Les traditions postérieures mentionnent qu'Énée, après avoir rallié quelques compagnons, se serait retiré avec son père Anchise et son fils Ascagne en Macédoine, près du mont Olympe ; ou bien en Arcadie, près de Mantinée où il aurait fondé la petite ville de Capyes, ainsi nommée en souvenir de son aïeul, ou bien encore il aurait fondé la ville de Corfou (sur la côte dalmate). La tradition la plus connue veut qu'Énée et ses compagnons soient allés en Sicile, près d'Égeste, en emportant avec eux les objets sacrés, dont le Palladion d'Athéna. Énée occupe Éryx et Lilybée, et nomme les cours d'eau du territoire d'Égeste Scamandre et Simoïs. Puis, sur la foi d'un oracle, l'élu des dieux et ses compagnons gagnent le Latium. Allié du roi Latinus, dont il épouse la fille Lavinia, il combat les Rutules commandés par Turnus et secondés par l'armée tyrrhénienne de Mézence. Lors d'un affrontement particulièrement farouche près de Lavinium, Énée meurt ou disparaît, ce qui fait dire aux uns que les dieux l'ont ravi, aux autres que son corps a été emporté dans le fleuve où il s'est noyé. Quelque temps plus tard, il apparaît tout armé à son fils Ascagne, ce qui accrédite la croyance en son immortalité. Les Latins lui édifient un sanctuaire orné de cette inscription : « Au dieu père de cette terre, qui préside au cours du fleuve Numicius. »
Variante
Après la chute de Troie, Énée se rend avec son père en Italie. Il se montre tellement détestable à tout dévaster sur son passage, que Latinus et Turnus lui font la guerre. Lors de l'affrontement, Latinus perd la vie et Turnus doit se réfugier auprès de Mézence. Avec l'aide de ce dernier, Turnus affronte Énée une nouvelle fois. Tous deux périssent au combat ; on dit aussi qu'Énée disparaît soudainement sans laisser de traces. Ascagne, le fils d'Énée, poursuit les hostilités ; il tue Mézence lors d'un combat singulier.
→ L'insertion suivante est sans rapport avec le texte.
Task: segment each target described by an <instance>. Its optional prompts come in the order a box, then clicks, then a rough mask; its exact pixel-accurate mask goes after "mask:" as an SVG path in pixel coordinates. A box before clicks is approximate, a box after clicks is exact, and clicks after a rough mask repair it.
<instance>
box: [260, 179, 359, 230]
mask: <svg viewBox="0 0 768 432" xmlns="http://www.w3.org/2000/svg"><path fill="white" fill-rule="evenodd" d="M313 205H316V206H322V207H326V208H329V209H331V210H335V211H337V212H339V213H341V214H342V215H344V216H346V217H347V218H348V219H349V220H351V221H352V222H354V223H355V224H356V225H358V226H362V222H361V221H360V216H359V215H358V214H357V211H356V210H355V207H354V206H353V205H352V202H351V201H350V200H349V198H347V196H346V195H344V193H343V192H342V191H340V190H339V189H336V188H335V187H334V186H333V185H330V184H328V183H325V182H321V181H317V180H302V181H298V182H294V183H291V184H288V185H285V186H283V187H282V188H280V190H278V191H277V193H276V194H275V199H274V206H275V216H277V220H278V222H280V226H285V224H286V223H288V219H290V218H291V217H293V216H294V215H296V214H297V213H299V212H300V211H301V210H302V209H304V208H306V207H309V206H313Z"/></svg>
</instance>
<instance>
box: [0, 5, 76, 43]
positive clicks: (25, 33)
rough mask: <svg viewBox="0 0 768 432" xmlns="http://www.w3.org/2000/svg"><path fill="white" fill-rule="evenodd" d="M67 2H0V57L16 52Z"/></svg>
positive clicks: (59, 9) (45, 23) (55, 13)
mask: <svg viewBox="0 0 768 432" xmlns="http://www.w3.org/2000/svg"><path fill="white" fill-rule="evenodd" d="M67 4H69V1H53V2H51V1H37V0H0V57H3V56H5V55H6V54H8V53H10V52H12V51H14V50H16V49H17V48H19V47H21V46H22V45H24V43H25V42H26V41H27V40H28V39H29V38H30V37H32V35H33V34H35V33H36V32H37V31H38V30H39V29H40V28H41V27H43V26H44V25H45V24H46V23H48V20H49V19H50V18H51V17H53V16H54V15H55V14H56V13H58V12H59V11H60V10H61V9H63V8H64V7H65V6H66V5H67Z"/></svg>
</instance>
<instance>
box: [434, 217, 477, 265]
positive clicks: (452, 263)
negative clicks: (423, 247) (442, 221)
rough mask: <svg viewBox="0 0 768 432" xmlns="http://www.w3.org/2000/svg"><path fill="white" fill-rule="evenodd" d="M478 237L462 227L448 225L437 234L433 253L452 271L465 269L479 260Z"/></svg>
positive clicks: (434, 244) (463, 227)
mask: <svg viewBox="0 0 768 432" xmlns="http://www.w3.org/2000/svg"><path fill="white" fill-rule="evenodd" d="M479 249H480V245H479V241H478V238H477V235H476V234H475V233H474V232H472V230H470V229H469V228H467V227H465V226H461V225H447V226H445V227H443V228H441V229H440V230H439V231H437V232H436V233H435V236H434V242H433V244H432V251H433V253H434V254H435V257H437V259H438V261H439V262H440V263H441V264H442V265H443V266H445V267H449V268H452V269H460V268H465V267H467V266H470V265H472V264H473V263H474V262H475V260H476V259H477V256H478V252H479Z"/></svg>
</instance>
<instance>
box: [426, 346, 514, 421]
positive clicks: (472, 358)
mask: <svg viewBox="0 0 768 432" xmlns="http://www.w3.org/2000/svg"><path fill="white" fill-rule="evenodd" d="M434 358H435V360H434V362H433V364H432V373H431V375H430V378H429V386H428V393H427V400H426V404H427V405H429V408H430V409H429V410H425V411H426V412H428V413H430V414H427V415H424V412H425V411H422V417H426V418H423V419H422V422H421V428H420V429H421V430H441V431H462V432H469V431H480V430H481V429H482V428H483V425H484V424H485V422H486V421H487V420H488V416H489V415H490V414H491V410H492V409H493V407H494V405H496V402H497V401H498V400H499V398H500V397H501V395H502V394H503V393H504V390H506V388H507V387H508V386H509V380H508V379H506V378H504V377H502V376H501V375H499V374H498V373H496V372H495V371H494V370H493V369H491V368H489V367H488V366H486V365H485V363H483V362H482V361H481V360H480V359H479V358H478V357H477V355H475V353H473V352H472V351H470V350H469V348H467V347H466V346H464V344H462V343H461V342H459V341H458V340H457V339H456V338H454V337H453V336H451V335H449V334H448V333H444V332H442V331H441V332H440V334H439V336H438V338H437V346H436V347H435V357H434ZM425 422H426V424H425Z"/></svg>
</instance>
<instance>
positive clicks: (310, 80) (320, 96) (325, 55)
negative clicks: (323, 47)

Même si Ennius Quintus (239-169 av. J.-C.), auteur considéré comme le père de la littérature latine, rapporte les pérégrinations d'Énée dans ses Annales, c'est à Virgile, à l'Énéide, que nous devons de connaître le héros avec le maximum de précisions.
Voir aussi : Énéide
2. Roi d'Albe, fils de Silvius Postumus.
Ascendance d'Énée
Veux-tu [Achille] bien connaître ma race, célèbre parmi la multitude des hommes ? Zeus qui amasse les nuées engendra d'abord Dardanos, et celui-ci bâtit Dardanie. Et la sainte Ilion, citadelle des hommes, ne s'élevait point encore dans la plaine, et les peuples habitaient aux pieds de l'Ida où abondent les sources. Et Dardanos engendra le roi Érichthonios, qui fut le plus riche des hommes. Dans ses marécages paissaient trois mille juments frères de leurs poulains. Et Borée, sous la forme d'un cheval aux crins bleus, les aima et les couvrit comme elles paissaient, et elles firent douze poulines qui bondissaient dans les champs fertiles, courant sur la cime des épis sans les courber. Et quand elles bondissaient sur le large dos de la mer, elles couraient sur la cime des écumes blanches. Et Érichthonios engendra le roi des Troyens, Tros. Et Tros engendra trois fils irréprochables, Ilos, Assaraque et le divin Ganymède, qui fut le plus beau des hommes mortels, et que les dieux enlevèrent à cause de sa beauté, afin qu'il fût l'échanson de Zeus et qu'il habitât parmi les Immortels. Et Ilos engendra l'illustre Laomédon, et Laomédon engendra Tithon, Priam, Lampos, Clytios et Hicétaon, nourrisson d'Arès. Mais Assaraque engendra Capys, qui engendra Anchise, et Anchise m'a engendré, comme Priam a engendré le divin Hector. Je me glorifie de ce sang et de cette race.